This is Steve Ember with the VOA Special English Agriculture Report.
The scientists are attempting to improve the quality and amount of latex from sunflower plants. Latex is made of rubber particles, water and other plant substances. It is a higher value product than solid rubber.
The scientists believe that sunflowers could reduce America’s dependence on imported natural rubber and rubber made from oil products. The United States imports more than one-million tons of natural rubber each year.
Katrina Cornish is an expert on how plants produce rubber. She works for the Agriculture Department in its Agricultural Research Service office in Albany, California.
Katrina Cornish notes that more than two-thousand-five-hundred kinds of plants produce natural latex. But she says few have the qualities that scientists want. Most plants are too small or grow too slowly. Others do not produce enough latex. Or the latex they produce is not good enough.
Sunflowers are large and grow quickly. Currently, latex produced from sunflowers is not good enough to be used to make products because of the quality and amount. However, the scientists hope to improve the situation in the future through genetic engineering.
Katrina Cornish and her team are experimenting with several different kinds of sunflowers.
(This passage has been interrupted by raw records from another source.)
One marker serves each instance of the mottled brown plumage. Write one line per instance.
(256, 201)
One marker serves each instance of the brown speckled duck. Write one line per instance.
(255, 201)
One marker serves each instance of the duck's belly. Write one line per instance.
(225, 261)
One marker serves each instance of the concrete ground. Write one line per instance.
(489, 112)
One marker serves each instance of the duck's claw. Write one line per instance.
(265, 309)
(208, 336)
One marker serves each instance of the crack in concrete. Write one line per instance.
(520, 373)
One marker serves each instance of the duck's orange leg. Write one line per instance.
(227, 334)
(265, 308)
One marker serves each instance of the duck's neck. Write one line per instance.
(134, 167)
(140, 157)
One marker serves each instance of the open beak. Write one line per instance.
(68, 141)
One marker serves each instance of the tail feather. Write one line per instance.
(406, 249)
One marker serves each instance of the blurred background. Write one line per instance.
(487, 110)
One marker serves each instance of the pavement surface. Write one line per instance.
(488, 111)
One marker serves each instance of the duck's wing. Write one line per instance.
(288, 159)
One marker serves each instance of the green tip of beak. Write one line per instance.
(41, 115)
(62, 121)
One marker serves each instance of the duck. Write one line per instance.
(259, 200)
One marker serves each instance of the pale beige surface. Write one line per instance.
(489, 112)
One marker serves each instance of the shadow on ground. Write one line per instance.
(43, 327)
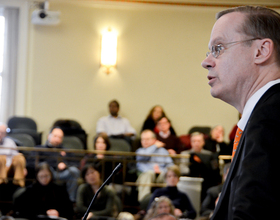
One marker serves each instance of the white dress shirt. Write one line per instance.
(114, 125)
(251, 103)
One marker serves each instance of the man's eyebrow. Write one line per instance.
(216, 41)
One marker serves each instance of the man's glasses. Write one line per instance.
(218, 49)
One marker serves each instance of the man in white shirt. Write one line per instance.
(114, 125)
(244, 70)
(12, 163)
(150, 168)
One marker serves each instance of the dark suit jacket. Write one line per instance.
(251, 190)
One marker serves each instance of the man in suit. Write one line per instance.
(244, 70)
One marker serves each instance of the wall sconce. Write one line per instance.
(109, 49)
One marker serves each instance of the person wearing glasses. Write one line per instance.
(44, 199)
(244, 70)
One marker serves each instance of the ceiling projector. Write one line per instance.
(45, 17)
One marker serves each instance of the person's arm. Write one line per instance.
(129, 130)
(184, 164)
(143, 164)
(100, 126)
(81, 194)
(108, 210)
(188, 209)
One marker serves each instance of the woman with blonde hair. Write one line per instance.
(160, 205)
(180, 200)
(152, 118)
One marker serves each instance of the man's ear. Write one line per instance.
(264, 50)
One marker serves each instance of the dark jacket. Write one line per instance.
(37, 199)
(251, 190)
(179, 199)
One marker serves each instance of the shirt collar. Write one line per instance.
(251, 103)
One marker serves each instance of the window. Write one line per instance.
(2, 34)
(9, 20)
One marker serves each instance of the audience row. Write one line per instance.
(149, 168)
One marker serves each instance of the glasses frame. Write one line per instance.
(217, 49)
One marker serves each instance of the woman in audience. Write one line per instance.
(160, 205)
(43, 198)
(106, 203)
(181, 202)
(151, 121)
(101, 143)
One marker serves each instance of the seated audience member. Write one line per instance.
(216, 143)
(125, 216)
(167, 140)
(164, 216)
(106, 203)
(102, 143)
(67, 170)
(160, 205)
(202, 163)
(43, 198)
(148, 166)
(114, 125)
(209, 203)
(181, 202)
(12, 163)
(232, 133)
(151, 121)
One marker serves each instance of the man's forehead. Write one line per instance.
(226, 28)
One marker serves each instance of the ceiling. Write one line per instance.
(204, 3)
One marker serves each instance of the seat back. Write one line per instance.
(202, 129)
(22, 123)
(22, 140)
(119, 145)
(72, 142)
(71, 127)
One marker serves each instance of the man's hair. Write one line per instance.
(162, 215)
(149, 131)
(175, 169)
(260, 22)
(196, 133)
(56, 127)
(116, 102)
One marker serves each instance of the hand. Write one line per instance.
(52, 212)
(156, 168)
(159, 144)
(220, 139)
(171, 151)
(61, 166)
(178, 212)
(90, 215)
(128, 134)
(196, 158)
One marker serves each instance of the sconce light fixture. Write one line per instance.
(109, 49)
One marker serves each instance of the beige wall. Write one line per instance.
(160, 50)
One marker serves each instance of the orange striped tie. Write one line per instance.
(238, 135)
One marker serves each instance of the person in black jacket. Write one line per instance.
(180, 200)
(43, 198)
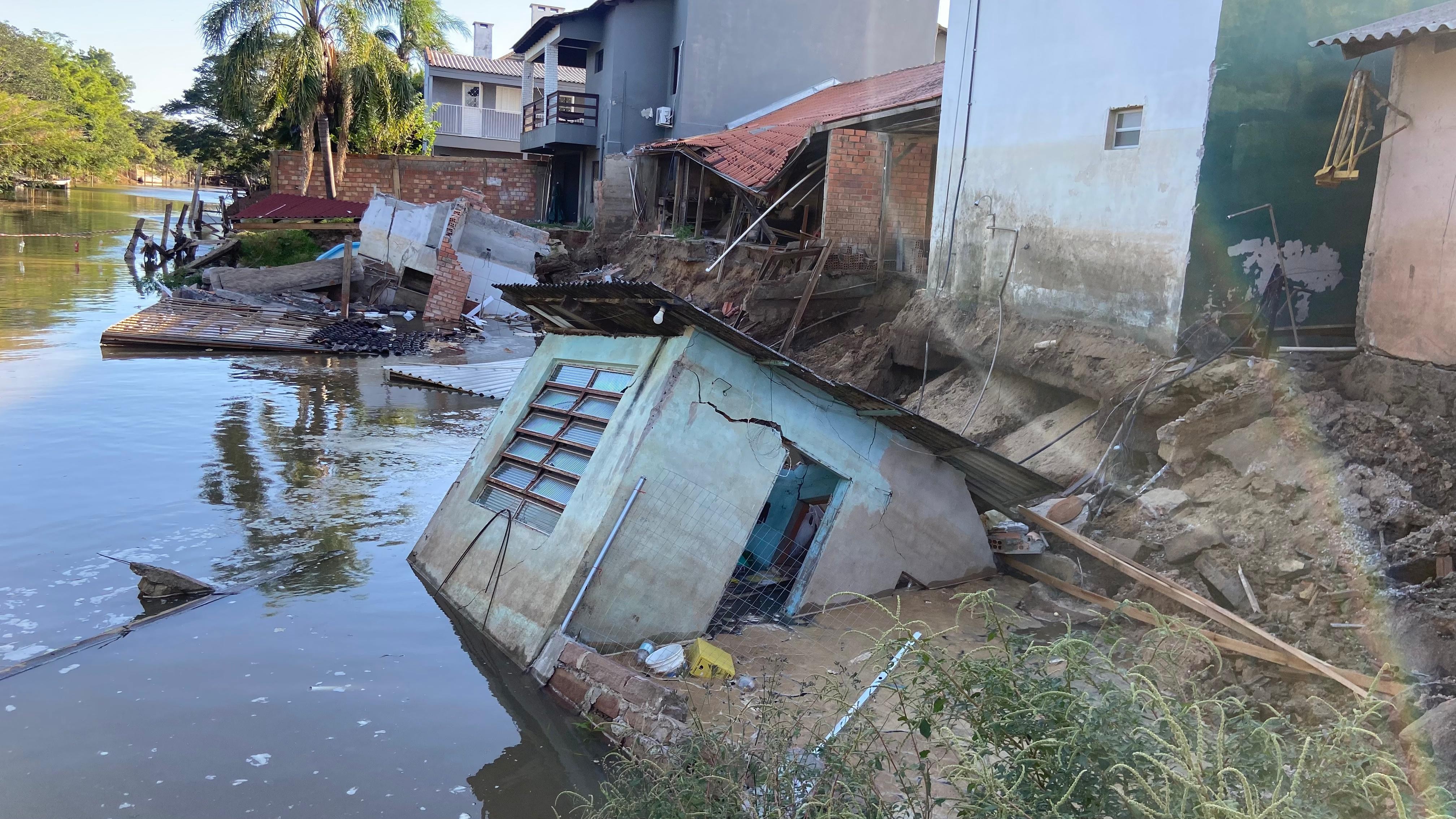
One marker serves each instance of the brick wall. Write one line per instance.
(855, 178)
(509, 184)
(629, 707)
(452, 282)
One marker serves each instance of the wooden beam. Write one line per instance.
(804, 299)
(1187, 598)
(1222, 642)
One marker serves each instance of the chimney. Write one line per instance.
(539, 11)
(482, 40)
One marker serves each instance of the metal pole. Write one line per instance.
(602, 554)
(762, 216)
(868, 693)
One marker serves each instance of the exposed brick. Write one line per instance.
(571, 655)
(567, 685)
(606, 672)
(608, 706)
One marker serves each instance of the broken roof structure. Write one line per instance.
(730, 484)
(1394, 31)
(756, 153)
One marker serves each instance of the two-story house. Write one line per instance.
(664, 69)
(478, 100)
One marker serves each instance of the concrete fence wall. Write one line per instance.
(509, 186)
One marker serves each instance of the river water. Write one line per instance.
(340, 687)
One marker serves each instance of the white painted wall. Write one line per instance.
(1408, 285)
(1104, 234)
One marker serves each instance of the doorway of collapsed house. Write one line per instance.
(774, 570)
(566, 188)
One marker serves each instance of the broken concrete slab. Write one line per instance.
(1221, 572)
(1433, 738)
(1048, 604)
(1126, 549)
(1161, 503)
(1062, 567)
(303, 276)
(158, 582)
(1068, 460)
(1260, 449)
(1184, 441)
(1187, 546)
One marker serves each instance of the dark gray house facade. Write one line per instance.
(663, 69)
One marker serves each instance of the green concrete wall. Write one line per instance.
(1270, 118)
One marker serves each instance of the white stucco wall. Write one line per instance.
(1104, 234)
(1408, 286)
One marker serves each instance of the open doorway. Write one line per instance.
(781, 553)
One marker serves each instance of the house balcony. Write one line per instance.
(480, 129)
(563, 118)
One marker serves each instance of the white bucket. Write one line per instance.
(666, 661)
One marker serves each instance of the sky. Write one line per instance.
(156, 42)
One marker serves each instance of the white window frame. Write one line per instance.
(1113, 130)
(542, 512)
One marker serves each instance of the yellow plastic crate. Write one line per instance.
(708, 661)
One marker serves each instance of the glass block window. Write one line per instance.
(539, 470)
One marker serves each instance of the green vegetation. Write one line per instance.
(273, 248)
(65, 113)
(1087, 725)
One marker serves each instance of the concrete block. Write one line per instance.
(1161, 503)
(1126, 549)
(1190, 544)
(573, 653)
(567, 685)
(608, 706)
(605, 672)
(1221, 572)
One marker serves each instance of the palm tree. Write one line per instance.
(311, 63)
(419, 25)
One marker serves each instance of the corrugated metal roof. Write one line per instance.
(628, 308)
(1403, 28)
(755, 153)
(502, 66)
(293, 206)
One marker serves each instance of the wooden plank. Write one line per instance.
(1221, 640)
(1187, 598)
(804, 301)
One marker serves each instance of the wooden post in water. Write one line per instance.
(166, 225)
(197, 190)
(131, 247)
(348, 276)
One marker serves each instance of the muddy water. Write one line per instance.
(338, 687)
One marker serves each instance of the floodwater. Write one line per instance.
(337, 687)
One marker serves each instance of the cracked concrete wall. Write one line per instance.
(1104, 234)
(542, 572)
(720, 428)
(705, 425)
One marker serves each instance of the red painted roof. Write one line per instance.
(293, 206)
(755, 153)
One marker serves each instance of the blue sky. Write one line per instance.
(156, 42)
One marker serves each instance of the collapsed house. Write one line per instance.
(729, 483)
(450, 256)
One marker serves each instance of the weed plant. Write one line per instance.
(1088, 725)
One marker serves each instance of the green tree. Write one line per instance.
(419, 25)
(313, 65)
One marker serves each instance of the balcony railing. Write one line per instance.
(561, 107)
(488, 123)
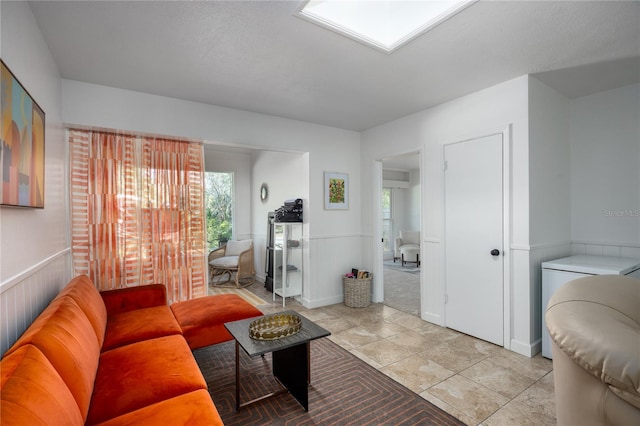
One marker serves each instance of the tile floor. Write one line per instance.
(476, 381)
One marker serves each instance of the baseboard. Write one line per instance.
(529, 350)
(318, 303)
(432, 318)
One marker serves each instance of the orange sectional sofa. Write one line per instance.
(114, 358)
She is working with scientists from Colorado State University and Ohio State University. They are interested in the kinds of plants that produce the highest amounts of latex in stems and leaves. They are working with sunflower plants that grow in northern areas where most of the American sunflower crop is grown.
The scientists also work with other kinds of plants. One is the guayule [why-YOU-lee]. This is a desert plant native to the American Southwest. Katrina Cornish says Native Americans chewed the plant to remove latex for rubber balls and other goods. She says early automobile tires were made with guayule.
Last year a company working with her team opened a processing center. Guayule products will be made for people who get a severe health reaction to gloves and other goods made of other kinds of natural latex.